Dar um guião para a ressurreição do mamute

Este novo estudo mostra que 92% das mutações únicas dos mamutes-lanudos já existiam no início da espécie, com uma evolução contínua em características específicas. Por exemplo, os mamutes desenvolveram pêlo cada vez mais macio e orelhas cada vez mais pequenas ao longo do tempo.

“O mamute-lanudo com 700 mil anos pode ter tido orelhas maiores do que os mamutes do final da Idade do Gelo”, resume Love Dalén, geneticista do Centro de Paleogenética de Estocolmo e outro dos autores que participaram no estudo.

Um gene que evolui significativamente é aquele que, quando “desligado” em ratinhos de laboratório, resultou em orelhas extraordinariamente pequenas. Os mamutes-lanudos eram do tamanho dos actuais elefantes-africanos, com cera de quatro metros de altura, mas tinham orelhas muito menores, para se protegerem contra a perda de calor corporal que uma orelha maior provocaria.

Há vários genes dos mamutes que envolvem a definição do tipo de pêlo e do crescimento que diferem dos elefantes modernos. Um desses genes, em humanos, está associado à síndrome do cabelo impossível de pentear, uma situação extremamente rara que é caracterizada por cabelos secos e frisados, que não podem ser alisados. Nos mamutes, pêlos mais macios, bem como depósitos de gordura, teriam ajudado a proteger do frio.

Os mamutes tinham ainda uma mutação num gene que, em humanos, está associado à cera de ouvida seca – embora, ainda não seja claro como é que isto lhes terá dado alguma vantagem evolutiva. A mesma mutação genética também está associada a um menor odor corporal nas axilas dos humanos, apesar de isso não indicar que os mamutes tinham um aroma pouco intenso.
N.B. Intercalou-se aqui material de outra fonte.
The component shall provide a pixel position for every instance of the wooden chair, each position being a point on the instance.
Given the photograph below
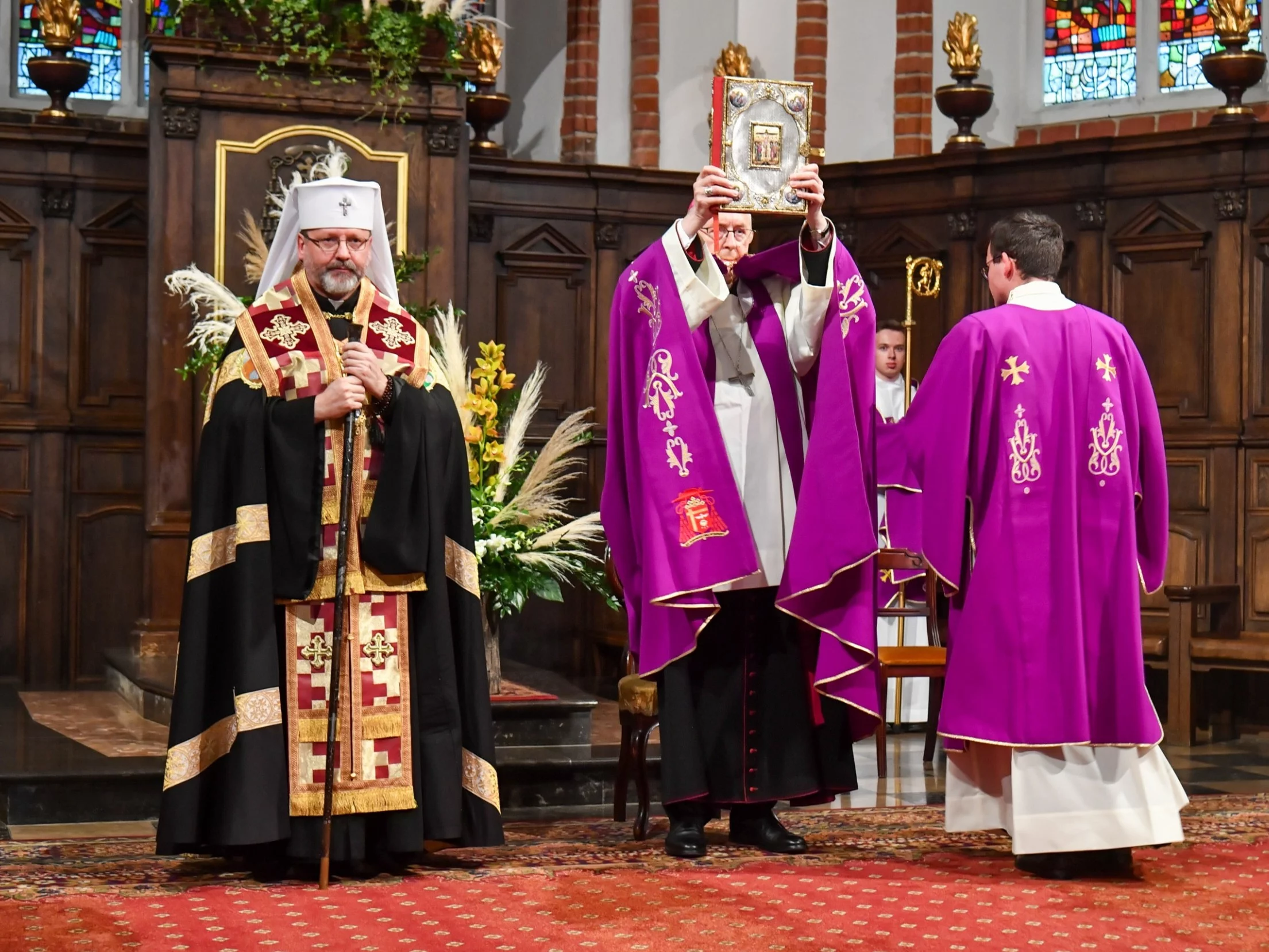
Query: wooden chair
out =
(1211, 644)
(912, 660)
(638, 708)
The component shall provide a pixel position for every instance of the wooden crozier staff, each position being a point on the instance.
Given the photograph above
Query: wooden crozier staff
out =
(345, 500)
(924, 277)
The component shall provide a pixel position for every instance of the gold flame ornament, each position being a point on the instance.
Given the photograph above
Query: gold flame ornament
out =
(485, 49)
(924, 280)
(59, 23)
(962, 47)
(1233, 18)
(734, 61)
“Duvido muito que os mamutes estivessem a suar das axilas. Isso é algo muito único dos humanos, creio. Há outros mamíferos que regulam a sua temperatura corporal de diferentes maneiras. Portanto, não é claro se os mamutes tinham um cheiro diferente por causa desta variação genética”, refere Love Dalén.

A investigação agora publicada ajudou a esclarecer as variações de tom do pêlo do mamute: acastanhado com um toque de vermelho. As mutações num gene relacionado com o sistema imunitário mostram que a espécie se adaptou a um grave surto patogénico nalgum período do seu percurso na Terra.
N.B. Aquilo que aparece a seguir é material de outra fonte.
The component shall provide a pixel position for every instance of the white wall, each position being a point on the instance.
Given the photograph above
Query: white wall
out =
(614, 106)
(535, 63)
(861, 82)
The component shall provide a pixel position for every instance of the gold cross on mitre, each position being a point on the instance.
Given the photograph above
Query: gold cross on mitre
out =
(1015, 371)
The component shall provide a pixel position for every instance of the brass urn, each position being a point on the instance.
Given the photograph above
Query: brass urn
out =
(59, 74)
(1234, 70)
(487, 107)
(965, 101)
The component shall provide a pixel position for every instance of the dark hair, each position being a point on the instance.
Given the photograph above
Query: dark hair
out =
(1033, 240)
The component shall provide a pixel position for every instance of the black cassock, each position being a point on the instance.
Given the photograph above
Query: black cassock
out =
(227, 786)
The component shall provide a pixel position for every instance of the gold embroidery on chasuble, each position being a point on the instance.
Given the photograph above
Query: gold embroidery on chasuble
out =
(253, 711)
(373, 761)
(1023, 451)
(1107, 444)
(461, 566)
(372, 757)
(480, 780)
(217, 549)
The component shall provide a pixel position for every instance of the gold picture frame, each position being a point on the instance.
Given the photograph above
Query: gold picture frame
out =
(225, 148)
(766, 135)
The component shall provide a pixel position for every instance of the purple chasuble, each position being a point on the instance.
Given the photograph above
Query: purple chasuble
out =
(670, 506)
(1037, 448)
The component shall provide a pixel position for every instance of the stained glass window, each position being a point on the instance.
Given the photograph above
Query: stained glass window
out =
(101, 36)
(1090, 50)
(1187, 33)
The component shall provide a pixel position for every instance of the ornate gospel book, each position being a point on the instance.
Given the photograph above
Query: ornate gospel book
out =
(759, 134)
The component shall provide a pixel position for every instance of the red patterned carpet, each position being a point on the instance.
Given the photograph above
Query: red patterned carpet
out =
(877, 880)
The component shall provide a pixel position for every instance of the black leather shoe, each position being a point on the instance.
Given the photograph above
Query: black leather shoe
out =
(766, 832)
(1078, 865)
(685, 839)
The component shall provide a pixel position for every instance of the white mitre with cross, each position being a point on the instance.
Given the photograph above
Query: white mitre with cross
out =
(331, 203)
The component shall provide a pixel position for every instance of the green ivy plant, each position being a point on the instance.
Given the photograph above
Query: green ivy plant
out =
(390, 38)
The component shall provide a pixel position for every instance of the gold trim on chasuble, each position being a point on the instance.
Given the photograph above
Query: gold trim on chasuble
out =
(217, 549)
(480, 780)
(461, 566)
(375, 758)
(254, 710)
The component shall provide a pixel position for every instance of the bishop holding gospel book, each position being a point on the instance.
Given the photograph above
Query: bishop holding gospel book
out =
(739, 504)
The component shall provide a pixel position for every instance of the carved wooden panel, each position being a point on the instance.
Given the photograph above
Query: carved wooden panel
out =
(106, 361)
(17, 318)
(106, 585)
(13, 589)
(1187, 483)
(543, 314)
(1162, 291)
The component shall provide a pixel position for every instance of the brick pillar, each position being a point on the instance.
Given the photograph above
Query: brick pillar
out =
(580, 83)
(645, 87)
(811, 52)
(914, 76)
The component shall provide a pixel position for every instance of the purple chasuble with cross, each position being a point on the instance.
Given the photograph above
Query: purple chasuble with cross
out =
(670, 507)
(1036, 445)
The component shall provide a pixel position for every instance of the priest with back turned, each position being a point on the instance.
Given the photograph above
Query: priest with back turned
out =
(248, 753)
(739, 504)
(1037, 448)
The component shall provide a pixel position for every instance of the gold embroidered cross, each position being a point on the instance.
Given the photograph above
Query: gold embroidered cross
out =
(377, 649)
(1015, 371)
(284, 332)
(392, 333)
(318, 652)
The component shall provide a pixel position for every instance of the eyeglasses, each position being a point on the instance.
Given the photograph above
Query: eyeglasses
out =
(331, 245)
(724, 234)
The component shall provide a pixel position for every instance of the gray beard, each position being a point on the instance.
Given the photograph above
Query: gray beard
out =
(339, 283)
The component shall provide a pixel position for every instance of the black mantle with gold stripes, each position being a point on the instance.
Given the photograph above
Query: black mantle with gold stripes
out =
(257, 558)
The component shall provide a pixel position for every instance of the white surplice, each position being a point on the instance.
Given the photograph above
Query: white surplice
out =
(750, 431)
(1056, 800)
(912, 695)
Apesar de os cientistas não estarem a trabalhar na tentativa de ressuscitar o mamute através de clonagem, este estudo pode ajudar nesse esforço.

“O conjunto de dados que apresentamos pode ser visto como o primeiro elemento de um guião para a ressurreição”, profetiza Love Dalén. “Mas deve-se avisar que o caminho é longo, provavelmente cheio de buracos e, na pior das hipóteses, não leva a lado nenhum.”